In fact, the state Government on August 10 received a fax from Supaul
District Magistrate Sharif Alam that conclusively said that the
“situation was under control”. A fortnight later, the state Government
had to give marching orders to him and his Saharsa counterpart Garib
Sahu for not taking timely action. Supaul Superintendent of Police
Shyam Kumar too was shifted.
However, the state Government is surreptitiously silent on the role of
its Water Resources Minister Vijendra Prasad Yadav, whose task was to
ensure maintenance of the barrage.
He failed terribly on this account. Ironically, Yadav himself is an MLA
from Supaul and therefore was well aware of the threat perception. Now
many parts of his district may never emerge from water unless the
Kosi’s flow is changed.
It is clear that the administration in the affected districts, besides
the Water Resources Department, was caught napping.
“They thought that the Kosi waters, like previous years, would go the
traditional way after vainly hitting the East afflux embankment near
Kusaha. In their smugness, they even overlooked the breach that is now
too big to be plugged easily,” said an official of disaster management
wing.
Water resource resource engineers say because of the archaic
cement-boulder approach, plans to place boulders to stop the water flow
would turn out to be a longdrawn exercise.
Yet, according to Superintending Engineer Ashram Rai, more than 11,000
boulders were made available before the breach actually happened. The
engineers could not put them to use because of the “law and order
situation in Nepal”.
So far, Union ministers Lalu Prasad Yadav and Ram Vilas Paswan have
undertaken aerial surveys of the affected localities. The subsequent
press conferences that the two leaders have convened were full of
political overtones. Despite claims to the contrary, the emphasis like
always was on scoring brownie points.
Meanwhile, according to Additional Secretary, Disaster Management,
Pratyay Amrit, carrying out relief operations in many areas has been a
herculean task because, even as the flood water is enough to submerge
the localities, the water level is too less to let the relief boats ply.
At the same time the administration cannot wait for the level to rise
sufficiently because by then the devastation will be total. The
situation has become so grim that even the relief camps set up in safe
zones are being shifted because of the ever-swelling waters.
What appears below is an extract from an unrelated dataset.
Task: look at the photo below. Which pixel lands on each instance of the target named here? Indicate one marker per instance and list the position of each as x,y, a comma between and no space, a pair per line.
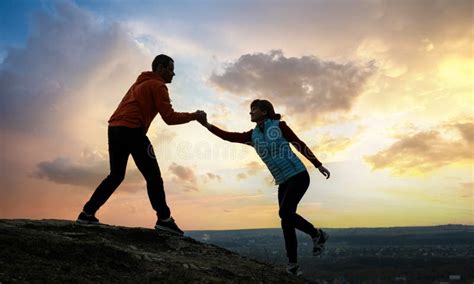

Had timely action been taken, the
catastrophe that devastated
millions could have been averted.
Over 75 such camps have been set up
for some 70,000 people who have
been rescued so far.
However, the people who were marooned are reluctant to abandon their
homes because they think the waters will recede as it happens during
the regular floods. But the chief minister has appealed to them to
evacuate the areas at the earliest.
The water channel emerging from the breach point has now become the
main stream and the volume of water may continue to increase till
October.
The breach in the embankment can be plugged only after the Kosi flow is
regulated back to its traditional course, which is being attempted by
digging channels to guide the water back to the main river bed.
But this is a time-consuming process and is unlikely to be over before
October 31. The breach, therefore, can be mended only by November,
which will make the relief operations one of the longest of all times.
It is unfortunate that even as people suffer an avoidable tragedy, the
political leaders are busy passing the buck.